Designer: Bob Cupp (1986)
Yards/Par: 6,991/72
Golfweek’s Best: No. 13 in Georgia on the Best Courses You Can Play list

I normally agree with the international pool of 800-plus Golfweek’s Best raters, for the most part seeing the reasoning in how courses are ranked against each other. But in this case, I think the raters got it wrong. The Landing should be among the top two or three courses at Reynolds, and if I won the lottery and joined Reynolds as a member, this might be the course I played most.

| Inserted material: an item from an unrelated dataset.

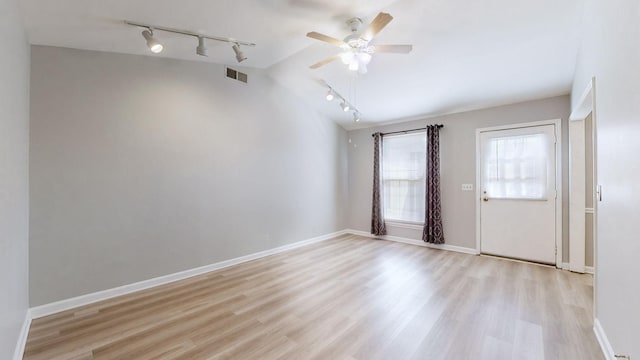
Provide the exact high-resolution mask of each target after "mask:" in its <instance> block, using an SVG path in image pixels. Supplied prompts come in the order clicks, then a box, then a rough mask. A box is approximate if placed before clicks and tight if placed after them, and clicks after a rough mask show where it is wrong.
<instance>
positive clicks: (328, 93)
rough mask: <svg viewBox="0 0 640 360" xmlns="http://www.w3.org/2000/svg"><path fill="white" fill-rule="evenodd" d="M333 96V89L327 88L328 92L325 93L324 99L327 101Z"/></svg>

First, some history: Opened as Port Armor Golf Club, it was the first course built on Lake Oconee after the reservoir was constructed. Reynolds bought and renamed the layout in 2005, then renovated it in 2013.

Simply put, The Landing is a great mix of rolling elevation, lakeside stunners and strategic shotmaking that never seems out of reach. The front nine tumbles down a hill before reaching Lake Oconee on Nos. 4 and 5. The fifth, in particular, is a beauty: a mid-length par 4 cape hole that curves leftward to a green perched tight to the shore, close enough to make this single-digit handicapper focus on playing defense with my 9-iron approach. It’s more of the same on the back, with holes climbing a hill before rolling back to the lakeside finisher.

This layout never seems too hard, just interesting. Make a good swing, maybe earn a birdie putt. Fire one off at a careless angle, pay the price. The greens and their surrounds are never dull, but rarely extreme. It’s really good golf, fun shot after fun shot. It doesn’t have the same volume of views as Great Waters or the difficulty of The Oconee, but in Reynolds’ 24 miles of solid and frequently inspired golf holes, this layout easily stands alongside the best so far as playability and enjoyment.

I’ll make sure to put in a good word with the Golfweek’s Best raters.